Common mushroom, fungi and disease on trees:

Ash dieback (Hymenoscyph​us fraxineus):

Leaves will start browning off before wilting and turning black, lesions develop often diamond shaped where branches meet the trunk with brown colour underneath. Epicormic growth will occur further down the tree as a sign of stress in the tree, it is crucial to get this diagnosed as early as possible because this disease will make the tree brittle and increasing its liability to fail and make it less safe to climb and carry out rigging resulting in increased costs and risk.

Acute Oak Decline:

Still being investigated but symptoms are a gradual decrease in the overall health of the tree and the tree becoming stressed increasing its vulnerability to pests, disease and fungi infection etc. resulting in an overall decline in the tree, black fluid coming from the trunk and dieback and eventual death of the tree over a period of years.


There are many species of Canker which have differing effects and effect specific tree types and groups but key trees effected are Horse Chestnut and Prunus species by bacterial Canker and Phytophthora species effecting mainly effecting Larch, Juniper, Oak and Alder.
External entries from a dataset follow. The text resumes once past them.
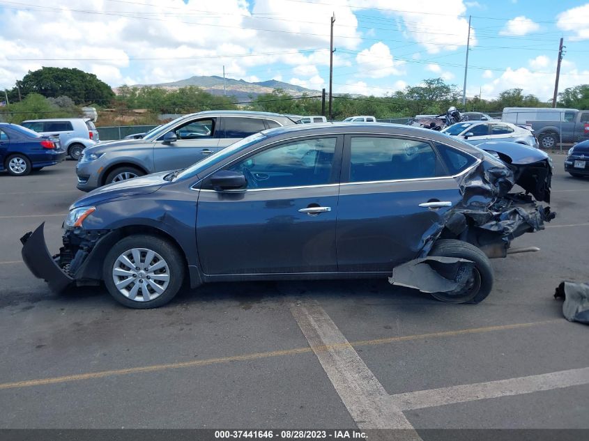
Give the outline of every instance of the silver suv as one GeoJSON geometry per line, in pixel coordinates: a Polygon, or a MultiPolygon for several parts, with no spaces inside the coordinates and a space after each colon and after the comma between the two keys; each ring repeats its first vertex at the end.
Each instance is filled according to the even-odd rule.
{"type": "Polygon", "coordinates": [[[151,173],[185,169],[250,134],[294,124],[284,115],[257,111],[208,111],[181,116],[140,139],[86,148],[76,166],[77,188],[89,192],[151,173]]]}
{"type": "Polygon", "coordinates": [[[59,136],[61,146],[75,160],[79,159],[84,148],[100,141],[98,131],[89,118],[29,119],[21,125],[45,136],[59,136]]]}

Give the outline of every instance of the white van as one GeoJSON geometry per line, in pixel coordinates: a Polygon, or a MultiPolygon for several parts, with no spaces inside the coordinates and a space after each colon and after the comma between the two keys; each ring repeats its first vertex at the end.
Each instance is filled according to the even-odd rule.
{"type": "Polygon", "coordinates": [[[350,116],[344,120],[344,123],[376,123],[376,118],[374,116],[350,116]]]}
{"type": "Polygon", "coordinates": [[[505,107],[501,121],[512,124],[526,124],[539,121],[565,121],[565,112],[577,112],[576,109],[563,107],[505,107]]]}

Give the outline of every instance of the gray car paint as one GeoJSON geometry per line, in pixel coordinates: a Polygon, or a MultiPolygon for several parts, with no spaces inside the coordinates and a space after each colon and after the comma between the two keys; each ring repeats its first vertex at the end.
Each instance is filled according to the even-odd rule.
{"type": "Polygon", "coordinates": [[[218,127],[221,127],[222,120],[228,118],[252,118],[270,120],[280,125],[294,125],[289,118],[269,112],[209,111],[186,115],[162,126],[162,129],[146,138],[99,143],[86,148],[84,157],[76,165],[77,188],[89,192],[103,185],[109,173],[118,167],[132,167],[144,174],[188,167],[240,139],[224,138],[220,134],[222,132],[218,127]],[[169,144],[162,139],[166,133],[190,121],[210,118],[215,121],[216,125],[211,137],[178,139],[169,144]],[[86,161],[85,158],[93,153],[102,153],[102,155],[97,160],[86,161]]]}

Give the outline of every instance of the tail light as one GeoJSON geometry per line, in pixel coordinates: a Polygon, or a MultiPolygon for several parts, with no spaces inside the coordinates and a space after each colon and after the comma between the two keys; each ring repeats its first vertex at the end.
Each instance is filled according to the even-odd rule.
{"type": "Polygon", "coordinates": [[[55,148],[55,143],[48,139],[43,139],[41,141],[41,147],[43,148],[55,148]]]}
Effects include Bleeding red, brown or black fluid from the branches, trunk and stems of Horse Chestnut which later in the year dries to a hard crusty deposit. Left unchecked it can encourage further infection from other fungi and weaken the trees health leading to it significant decay and death. On trees effected miss shaped branches, holes in leaves, early leaf fall on effected branches and an orange fluid leaking from effected areas. Cutting out effected areas if caught early can be carried out or if infection is too extensive removal may be required.
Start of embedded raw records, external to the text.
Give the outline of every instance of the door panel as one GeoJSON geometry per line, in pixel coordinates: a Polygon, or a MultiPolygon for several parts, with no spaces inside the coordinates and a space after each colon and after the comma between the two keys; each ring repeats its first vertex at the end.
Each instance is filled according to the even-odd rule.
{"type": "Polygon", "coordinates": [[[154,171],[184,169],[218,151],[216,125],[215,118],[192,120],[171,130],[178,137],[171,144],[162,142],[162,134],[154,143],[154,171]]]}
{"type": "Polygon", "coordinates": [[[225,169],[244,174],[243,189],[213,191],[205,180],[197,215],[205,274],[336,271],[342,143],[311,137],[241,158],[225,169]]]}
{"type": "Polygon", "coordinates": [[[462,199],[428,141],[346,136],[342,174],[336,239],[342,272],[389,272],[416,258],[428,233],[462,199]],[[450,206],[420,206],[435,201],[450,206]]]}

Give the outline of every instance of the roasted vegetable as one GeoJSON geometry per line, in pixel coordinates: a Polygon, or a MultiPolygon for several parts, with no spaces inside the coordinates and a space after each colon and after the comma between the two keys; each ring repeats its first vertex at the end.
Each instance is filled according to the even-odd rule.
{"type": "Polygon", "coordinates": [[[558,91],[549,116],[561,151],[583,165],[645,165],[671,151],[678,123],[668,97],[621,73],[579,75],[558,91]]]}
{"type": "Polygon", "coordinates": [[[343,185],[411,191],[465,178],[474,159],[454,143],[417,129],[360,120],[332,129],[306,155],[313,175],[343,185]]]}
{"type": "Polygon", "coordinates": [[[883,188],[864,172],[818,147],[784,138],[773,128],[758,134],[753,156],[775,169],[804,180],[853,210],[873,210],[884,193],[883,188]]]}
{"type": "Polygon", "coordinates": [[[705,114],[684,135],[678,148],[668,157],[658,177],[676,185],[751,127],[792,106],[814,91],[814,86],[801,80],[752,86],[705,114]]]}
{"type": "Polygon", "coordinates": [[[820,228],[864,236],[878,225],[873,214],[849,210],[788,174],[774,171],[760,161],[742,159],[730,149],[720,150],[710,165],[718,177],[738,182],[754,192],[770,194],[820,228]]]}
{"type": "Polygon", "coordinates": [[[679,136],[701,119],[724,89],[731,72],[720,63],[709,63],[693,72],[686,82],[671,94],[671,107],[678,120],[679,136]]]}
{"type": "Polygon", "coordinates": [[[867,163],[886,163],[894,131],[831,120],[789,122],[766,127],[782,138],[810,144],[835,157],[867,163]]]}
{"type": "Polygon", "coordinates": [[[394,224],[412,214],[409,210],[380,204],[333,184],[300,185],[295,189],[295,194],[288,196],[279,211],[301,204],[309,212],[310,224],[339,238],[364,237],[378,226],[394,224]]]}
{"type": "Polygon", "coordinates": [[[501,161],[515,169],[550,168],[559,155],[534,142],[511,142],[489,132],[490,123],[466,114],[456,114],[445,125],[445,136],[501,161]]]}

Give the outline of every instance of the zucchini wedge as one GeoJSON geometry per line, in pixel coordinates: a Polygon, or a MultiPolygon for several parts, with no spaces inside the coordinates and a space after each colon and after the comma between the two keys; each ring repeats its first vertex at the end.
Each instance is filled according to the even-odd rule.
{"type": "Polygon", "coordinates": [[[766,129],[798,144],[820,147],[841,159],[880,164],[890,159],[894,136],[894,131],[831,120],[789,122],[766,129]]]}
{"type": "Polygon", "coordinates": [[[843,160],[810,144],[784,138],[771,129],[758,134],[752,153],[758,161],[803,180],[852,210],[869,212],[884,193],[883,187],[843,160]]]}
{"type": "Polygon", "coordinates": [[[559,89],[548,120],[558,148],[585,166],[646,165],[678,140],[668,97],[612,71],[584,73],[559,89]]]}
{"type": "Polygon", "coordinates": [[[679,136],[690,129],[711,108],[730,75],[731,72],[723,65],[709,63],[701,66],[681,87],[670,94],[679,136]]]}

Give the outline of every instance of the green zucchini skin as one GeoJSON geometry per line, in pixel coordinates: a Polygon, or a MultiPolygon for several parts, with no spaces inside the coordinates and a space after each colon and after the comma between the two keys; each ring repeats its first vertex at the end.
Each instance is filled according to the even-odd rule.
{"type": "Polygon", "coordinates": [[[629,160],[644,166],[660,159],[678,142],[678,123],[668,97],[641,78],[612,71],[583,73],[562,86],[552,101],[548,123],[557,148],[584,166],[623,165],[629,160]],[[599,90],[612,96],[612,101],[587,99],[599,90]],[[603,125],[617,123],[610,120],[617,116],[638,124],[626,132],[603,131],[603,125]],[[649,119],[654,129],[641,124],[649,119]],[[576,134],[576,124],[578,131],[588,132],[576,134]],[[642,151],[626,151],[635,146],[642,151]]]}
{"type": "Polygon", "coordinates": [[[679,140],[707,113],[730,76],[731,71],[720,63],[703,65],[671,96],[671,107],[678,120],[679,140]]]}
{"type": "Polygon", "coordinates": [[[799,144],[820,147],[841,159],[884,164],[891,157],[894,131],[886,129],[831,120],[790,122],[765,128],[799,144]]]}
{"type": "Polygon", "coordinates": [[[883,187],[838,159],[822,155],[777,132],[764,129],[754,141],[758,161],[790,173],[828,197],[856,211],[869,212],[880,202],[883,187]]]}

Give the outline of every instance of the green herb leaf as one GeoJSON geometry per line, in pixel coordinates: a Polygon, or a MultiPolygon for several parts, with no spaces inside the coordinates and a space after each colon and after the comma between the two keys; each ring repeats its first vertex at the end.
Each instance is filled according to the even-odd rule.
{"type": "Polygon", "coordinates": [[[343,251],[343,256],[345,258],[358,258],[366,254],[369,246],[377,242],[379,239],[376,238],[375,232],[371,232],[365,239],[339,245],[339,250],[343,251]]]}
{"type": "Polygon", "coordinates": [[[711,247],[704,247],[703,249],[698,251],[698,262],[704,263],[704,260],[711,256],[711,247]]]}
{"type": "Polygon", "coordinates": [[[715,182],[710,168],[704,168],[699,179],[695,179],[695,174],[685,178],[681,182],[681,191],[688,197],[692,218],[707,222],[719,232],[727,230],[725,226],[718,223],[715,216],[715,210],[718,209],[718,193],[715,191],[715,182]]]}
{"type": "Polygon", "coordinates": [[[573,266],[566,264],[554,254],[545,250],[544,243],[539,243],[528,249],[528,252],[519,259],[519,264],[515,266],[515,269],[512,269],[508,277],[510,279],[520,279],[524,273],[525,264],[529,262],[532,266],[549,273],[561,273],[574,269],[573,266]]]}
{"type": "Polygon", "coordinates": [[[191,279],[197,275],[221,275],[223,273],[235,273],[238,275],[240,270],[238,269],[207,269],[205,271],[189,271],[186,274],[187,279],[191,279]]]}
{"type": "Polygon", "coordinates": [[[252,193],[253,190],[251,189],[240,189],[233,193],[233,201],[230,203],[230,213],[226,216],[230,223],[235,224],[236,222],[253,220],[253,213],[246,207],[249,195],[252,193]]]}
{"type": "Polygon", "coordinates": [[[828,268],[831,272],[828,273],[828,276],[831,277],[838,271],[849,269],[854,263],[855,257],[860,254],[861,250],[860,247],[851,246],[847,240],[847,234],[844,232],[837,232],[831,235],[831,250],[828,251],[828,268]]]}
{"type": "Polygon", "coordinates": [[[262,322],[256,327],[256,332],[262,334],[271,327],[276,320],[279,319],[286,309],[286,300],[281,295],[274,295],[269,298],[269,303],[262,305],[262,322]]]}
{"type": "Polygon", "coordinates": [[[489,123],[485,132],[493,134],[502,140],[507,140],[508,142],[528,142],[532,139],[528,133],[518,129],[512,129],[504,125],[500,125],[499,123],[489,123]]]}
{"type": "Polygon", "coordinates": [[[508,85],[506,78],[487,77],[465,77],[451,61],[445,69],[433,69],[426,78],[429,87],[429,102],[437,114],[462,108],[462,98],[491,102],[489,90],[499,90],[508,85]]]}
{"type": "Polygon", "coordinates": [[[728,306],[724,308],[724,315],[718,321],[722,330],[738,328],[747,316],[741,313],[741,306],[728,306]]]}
Honey Fungus (Armillaria Mellea):

Also called the bootlace fungi this fungus effects a wide variety of trees and is usually fatal over time as even if caught early there is no treatment as it usually effects the trunk near the ground level. Symptoms include bleeding and cracking bark, lack of flowers, dieback and leaves turning pale. Purple, red then maturing to black bootlace like rhizomorphs and white mycelium near the base of the tree under the bark. Fruiting mushrooms are creamy yellow appearing in autumn from up to 30cm from the original source and of varying sized clumps. Complete removal of effected trees is usually the best option although various Honey Fungus exist and not all are fatal to plants, the risk however of trees failing may be too great not to recommend tree removal.